USA - America is no longer interested in underwriting Ukrainian and European security and it’s time for Britain to face this reality. In what Donald Trump called a “highly productive” phone call, he and Vladimir Putin “agreed to have our respective teams start negotiations immediately”. If that is what happened, it is a great victory for Putin’s world view. The Russian president has always believed that only those countries that decide the fate of others can be truly sovereign.
He has always been determined that Russia would be one of the great powers – along with the United States and China – qualified to carve the rest of the world up between them. That is why he always wanted to talk to Washington, not Kyiv, about the fate of Ukraine. Anything else would be a humiliation.

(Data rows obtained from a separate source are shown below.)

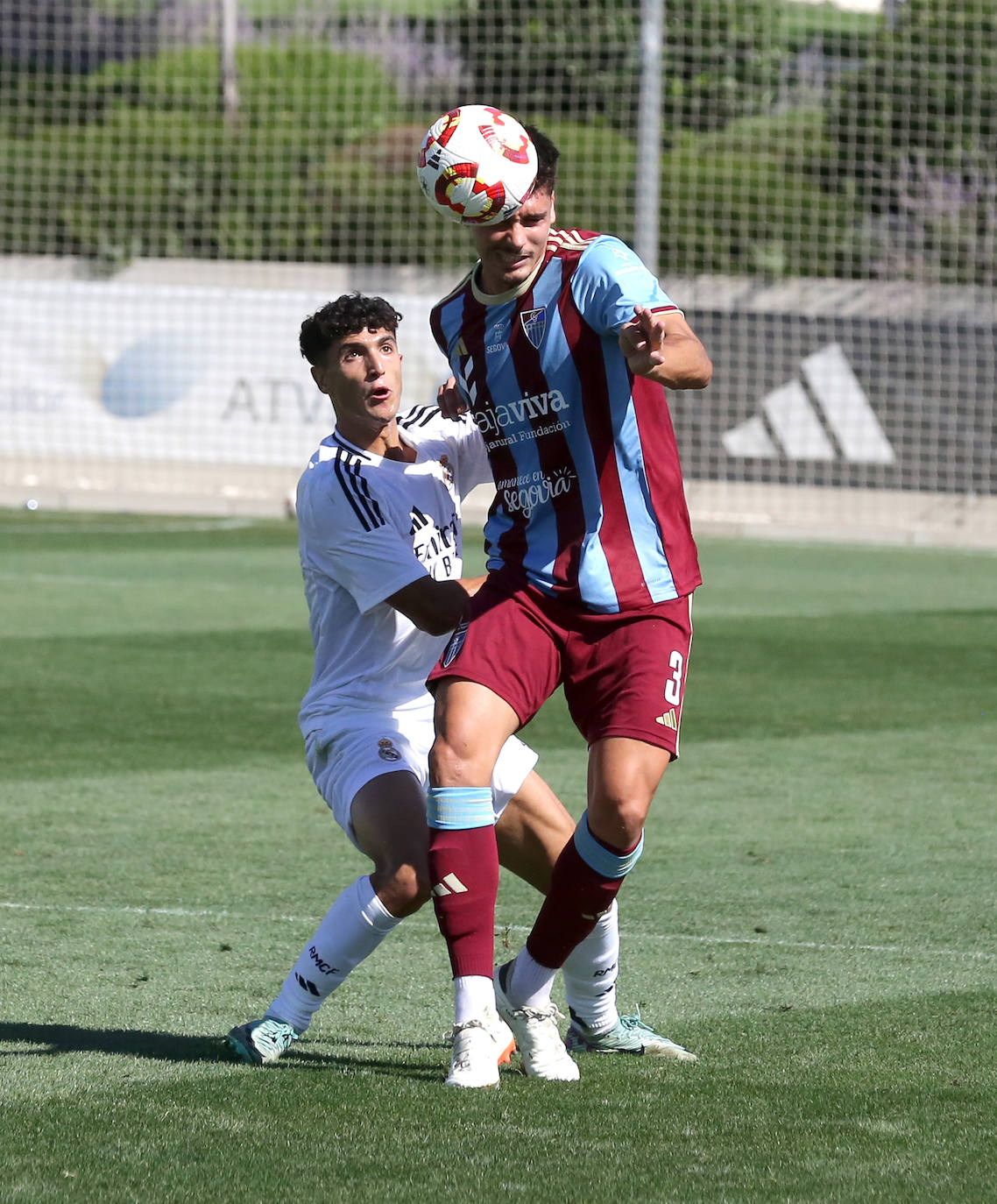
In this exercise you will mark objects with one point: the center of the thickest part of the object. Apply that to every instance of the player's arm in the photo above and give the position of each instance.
(435, 607)
(450, 400)
(663, 348)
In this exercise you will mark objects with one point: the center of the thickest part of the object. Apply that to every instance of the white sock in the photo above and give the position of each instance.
(590, 974)
(472, 995)
(350, 931)
(529, 982)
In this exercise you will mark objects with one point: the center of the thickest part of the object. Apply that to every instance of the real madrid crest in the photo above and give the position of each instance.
(386, 750)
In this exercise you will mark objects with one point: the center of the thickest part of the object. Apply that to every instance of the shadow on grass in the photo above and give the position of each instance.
(54, 1039)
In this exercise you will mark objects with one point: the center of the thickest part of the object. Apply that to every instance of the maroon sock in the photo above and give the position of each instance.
(578, 897)
(465, 857)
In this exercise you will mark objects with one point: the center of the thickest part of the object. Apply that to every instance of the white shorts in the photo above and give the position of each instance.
(357, 747)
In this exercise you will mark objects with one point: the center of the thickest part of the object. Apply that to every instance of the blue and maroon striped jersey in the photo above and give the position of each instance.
(590, 506)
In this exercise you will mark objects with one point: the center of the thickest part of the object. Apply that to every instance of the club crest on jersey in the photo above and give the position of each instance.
(453, 648)
(386, 750)
(534, 325)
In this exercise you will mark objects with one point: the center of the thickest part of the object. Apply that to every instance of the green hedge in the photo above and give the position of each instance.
(319, 166)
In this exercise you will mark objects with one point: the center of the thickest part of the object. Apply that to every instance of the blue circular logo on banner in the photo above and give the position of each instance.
(150, 376)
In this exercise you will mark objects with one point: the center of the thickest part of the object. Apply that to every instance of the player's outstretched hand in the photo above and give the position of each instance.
(449, 400)
(640, 341)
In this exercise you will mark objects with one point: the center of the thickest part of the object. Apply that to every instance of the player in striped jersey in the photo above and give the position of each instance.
(562, 342)
(379, 531)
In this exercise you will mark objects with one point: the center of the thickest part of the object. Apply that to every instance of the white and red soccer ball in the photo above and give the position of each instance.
(477, 165)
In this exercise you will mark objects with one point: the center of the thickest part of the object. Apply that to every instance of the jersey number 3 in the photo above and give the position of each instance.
(673, 685)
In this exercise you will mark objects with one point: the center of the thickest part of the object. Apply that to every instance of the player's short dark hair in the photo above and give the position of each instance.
(547, 159)
(347, 315)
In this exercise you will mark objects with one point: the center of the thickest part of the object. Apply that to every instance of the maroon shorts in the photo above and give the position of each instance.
(624, 675)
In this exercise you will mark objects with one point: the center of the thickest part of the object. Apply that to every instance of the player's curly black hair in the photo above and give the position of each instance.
(347, 315)
(547, 159)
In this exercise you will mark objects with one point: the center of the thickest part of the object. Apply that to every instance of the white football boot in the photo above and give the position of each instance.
(479, 1048)
(536, 1034)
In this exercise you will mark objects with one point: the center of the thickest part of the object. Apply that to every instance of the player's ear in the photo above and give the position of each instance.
(318, 376)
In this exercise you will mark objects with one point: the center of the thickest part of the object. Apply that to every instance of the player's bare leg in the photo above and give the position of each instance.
(471, 724)
(388, 817)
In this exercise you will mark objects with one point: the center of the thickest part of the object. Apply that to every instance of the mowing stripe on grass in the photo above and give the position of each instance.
(215, 914)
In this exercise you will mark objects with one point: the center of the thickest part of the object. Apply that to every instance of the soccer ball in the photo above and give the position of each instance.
(477, 165)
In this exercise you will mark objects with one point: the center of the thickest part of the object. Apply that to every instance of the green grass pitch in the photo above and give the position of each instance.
(814, 913)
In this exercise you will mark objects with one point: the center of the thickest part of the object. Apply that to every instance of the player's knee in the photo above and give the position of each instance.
(450, 763)
(404, 889)
(619, 817)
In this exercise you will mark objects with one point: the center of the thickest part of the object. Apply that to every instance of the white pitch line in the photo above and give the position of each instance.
(71, 580)
(819, 945)
(231, 524)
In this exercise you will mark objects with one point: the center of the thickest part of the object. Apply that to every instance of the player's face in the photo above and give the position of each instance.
(362, 376)
(512, 251)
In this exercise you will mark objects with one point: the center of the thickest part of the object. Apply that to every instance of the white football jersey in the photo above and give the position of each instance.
(369, 527)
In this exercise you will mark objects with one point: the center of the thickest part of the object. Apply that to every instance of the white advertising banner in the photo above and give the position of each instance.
(165, 372)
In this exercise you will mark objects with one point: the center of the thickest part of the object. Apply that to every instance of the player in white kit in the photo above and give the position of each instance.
(378, 511)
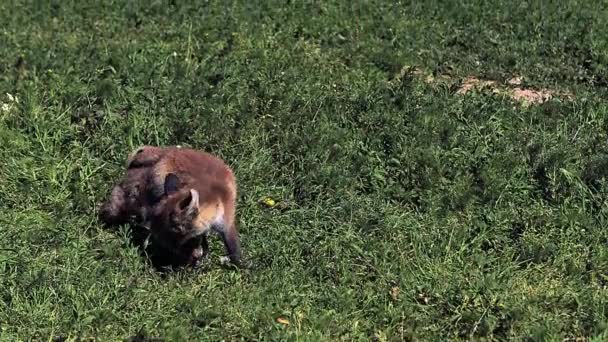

Pete Hegseth, Mr Trump’s secretary of defence, drew the outline of the US president’s vision of peace in blunt terms during Wednesday’s meeting with Nato defence ministers.
Occupied territory will not be given back to Ukraine, he said – implying a freeze along the current line of contact. Ukraine will receive neither Nato membership nor an Article Five security guarantee. And absolutely no US troops will be involved in the peace-keeping force. Britain and the other allies who have stood with them since the invasion began will also be able to claim a part of that victory.
But there is a catch. As Mr Trump has made clear, and Mr Hegseth spelt out in language even a child could understand, America is not interested in underwriting either Ukrainian or European security. So the shape of the peace will depend on Europe – and that includes Britain.